Assim, os que insistem em defender o aborto negam a humanidade do
embrião, ou negam a sinonímia entre aborto e o ato de matar. Porque,
dados os dois termos, não há como negar que está errado abortar. Mas uma
vez que negam aquilo que não se pode ignorar, causam uma ruptura na sua
própria inteireza: comprimem a mola da estrutura moral que o ser humano
carrega dentro de si, a mesma estrutura que leva o recém-nascido,
naturalmente, a buscar o seio materno e a chorar na presença de ruídos
altos. É o mesmo mecanismo que leva a procurar fazer o que está certo e
repelir o que está errado.
Ora, apesar da negação, a mola continua existindo, e está comprimida.
Como não podem ignorar as consequências morais dos seus atos, mas não
admitem para si mesmos que o ato é errado, desencadeiam em si todas as
consequências da prática do ato errado, mas negam que essas
consequências decorram da prática do próprio ato. A ruptura leva ao mal
estar, ao desconforto interior: na impossibilidade de admitir o que não
poderiam ignorar, ou seja, o fato de que o seu desequilíbrio interior, o
seu desconforto, decorre da própria natureza humana que se viola quando
se escolhe o mal em vez do bem, passam a colocar a culpa pela sua dor
interior nos ombros daqueles que teimam em afirmar que a sua escolha foi
ruim, foi viciada, foi violadora da própria natureza humana que os
define, e não poderia nunca trazer a paz. É como se uma criança pudesse
rejeitar o seio da mãe em prol de uma garrafa cheia de bebida alcoólica,
e depois, entoxicado, culpasse o médico pelo diagnóstico de ressaca.
Este episódio da operação Herodes, que desmontou a quadrilha de
abortistas, mostra exatamente isto: não se pode, ao entender o que está
em jogo, deixar de aflorar o repúdio à conduta destas pessoas.
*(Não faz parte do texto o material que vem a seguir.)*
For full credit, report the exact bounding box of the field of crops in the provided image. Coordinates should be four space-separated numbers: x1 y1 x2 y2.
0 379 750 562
E este
repúdio, diz Budziszewski, decorre da conaturalidade do julgamento moral
com a compreensão intelectual do que está em jogo. São indissociáveis.
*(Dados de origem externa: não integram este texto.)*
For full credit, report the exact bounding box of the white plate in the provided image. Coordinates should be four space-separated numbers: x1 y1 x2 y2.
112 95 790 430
Não se pode, no entanto, sem contaminar a própria inteireza moral do ser
humano, imaginar que o aborto possa ser moralmente indefensável para
estas pessoas, e ser de algum modo moralmente defensável para os
genitores que o praticam. O ato aparente de “tolerância” ou
“compreensão” com o alegado “desespero” da mulher que aborta não
justifica, em hipótese alguma, o aborto em si.
Acolher a mulher que abortou é um dos maiores deveres cristãos.
Dissuadir a mulher que pensa em abortar é um dever ainda maior. Fazer o
contrário, justificá-la de algum modo em nome da “fragilidade da
mulher”, ou da “pressão social”, é colaborar com a ruptura da
integridade existencial dessa mesma mulher: induzi-la ao mal, se ainda
não o fez, ou impedir que ela seja resgatada dele, se já o consumou.
Esta é a maior consequência que decorre da atitude de quem, no campo da
moral, nega aquilo que não se pode ignorar.